Beyond her journey as a poet, the film follows her personal life as a devoted sister and daughter, abandoned by her father at a young age, a co-parent with her single mother. “She silences crowds,” notes Coval in the film, “because her presence is that demanding.”
And then there’s Nate Marshall from Whitney Young High School, who grew up with drug addicted parents but has become a renegade slam poet, slamming since age three — even referring to himself in one poem as “Langston Huge.” An LTAB veteran, his final poem was an ode to both slam poetry and the festival:
“I thank this forum for help making me so strong/For letting me talk about sex, drugs, basketball and moms/Fond farewell to this chapter and for all the joy and laughter/This for every kid whose voice has been louder than a bomb.”A legend in his own right, this intellectual from the projects is notably the one to beat.

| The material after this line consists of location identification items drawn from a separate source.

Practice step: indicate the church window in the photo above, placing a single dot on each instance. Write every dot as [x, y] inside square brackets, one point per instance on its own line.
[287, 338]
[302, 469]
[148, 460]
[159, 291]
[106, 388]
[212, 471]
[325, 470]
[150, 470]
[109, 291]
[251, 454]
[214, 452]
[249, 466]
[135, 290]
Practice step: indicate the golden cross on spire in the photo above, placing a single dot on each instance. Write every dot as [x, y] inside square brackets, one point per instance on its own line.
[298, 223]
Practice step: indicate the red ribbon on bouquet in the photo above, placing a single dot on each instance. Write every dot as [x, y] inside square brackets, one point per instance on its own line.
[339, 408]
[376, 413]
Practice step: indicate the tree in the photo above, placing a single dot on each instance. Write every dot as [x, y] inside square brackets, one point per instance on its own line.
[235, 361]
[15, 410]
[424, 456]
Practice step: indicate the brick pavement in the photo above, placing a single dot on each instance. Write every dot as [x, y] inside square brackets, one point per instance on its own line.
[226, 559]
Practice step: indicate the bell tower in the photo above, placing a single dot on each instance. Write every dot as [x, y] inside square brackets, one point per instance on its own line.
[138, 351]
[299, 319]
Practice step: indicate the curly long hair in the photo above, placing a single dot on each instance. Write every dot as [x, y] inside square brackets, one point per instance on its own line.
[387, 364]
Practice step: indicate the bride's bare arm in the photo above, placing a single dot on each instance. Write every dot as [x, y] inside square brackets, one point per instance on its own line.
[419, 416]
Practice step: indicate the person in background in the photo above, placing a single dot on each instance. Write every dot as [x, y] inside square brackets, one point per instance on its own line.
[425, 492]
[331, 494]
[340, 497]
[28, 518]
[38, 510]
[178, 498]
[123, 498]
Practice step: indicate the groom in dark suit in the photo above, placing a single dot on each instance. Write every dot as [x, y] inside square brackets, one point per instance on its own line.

Representing Northside Jewish youth is Adam Gottlieb, a long-haired free-spirit whose positivity transfixes everyone he meets. “Adam Gottlieb is one of the best writers we’ve ever had at Louder Than A Bomb,” Coval says. “And one of the most sincere, genuine, gentle people I’ve ever come across.”
Gottlieb performs an individual poem in the film: “She stands with her toes hanging off the edge of the stage/Her whole presence squared like praying/Like she can’t blink even with the force of a storm behind her eyelids, shoulders shift around each other like lovers/Fierce like she’s shouting before she even opens her mouth.”
Aside from the fierce talent chronicled in the documentary, perhaps one of the most poignant journeys is the one taken by the kids from Steinmentz High School. This pants-dragging, bling-sporting team from “the wrong side of the tracks” has the charm of the stereotypical underdog. Their first time in competition, the Steinmenauts came out of nowhere as the winning team in LTAB 2007, and the pressure they put on themselves for 2008 is palpable. Nevertheless, their presence onstage resonates powerfully.
In one scene during the festival’s very tense semi-final round, the Steinmenauts debate which of their pieces will have the greatest impact. A team performance of “Ten Graves” — a lyrical meld of rap and song — shocks the audience with its dark content and passionate execution. “Ten. Nine. Eight/(Seven) year old boy put (Six) feet deep in the (Five) foot coffin wondering what (Four) while (Three) grown men have (Two) drop by and he dodges a couple of bullets but (One).”
The Steinmentz kids cull from a far more desperate set of experiences. These are kids who are admittedly different from the rest of the competitors, but their innate ability to slam is unreal; they are wired with the hip-hop spirit.
The sense of community created by spoken word in a still-segregated Chicago is what ultimately makes this festival such a success. “I think for young people in the city — where they are either segregated or separated because of socio-economics and race, or because they are self-isolated in their own home technology — the demand for a public space that values the oral poetic has become really important. Not only to young people, but to humans,” says Coval.
Siskel and Jacobs may have been going out on a limb in creating their first feature film on a then little-known poetry festival in Chicago, Illinois. But they have helped to spotlight a band of heroes — not only in this particular group of kids, but among youths of all ages and circumstances who use slam poetry to make their voice heard.
“What Kevin and they have created, in some ways it’s so … it seems a little messy,” says Jacobs. “Which is part of its charm, but it’s so incredibly well thought out and powerful. And you may not like slam poetry, and you may have certain notions of good poetry and bad poetry, and I suppose that’s true; but when you see how brave the kids are, whether they’re amazing or whether they’re sitting up there with their piece of paper and are shaking and nervous, it doesn’t matter. You’re just so moved by it.”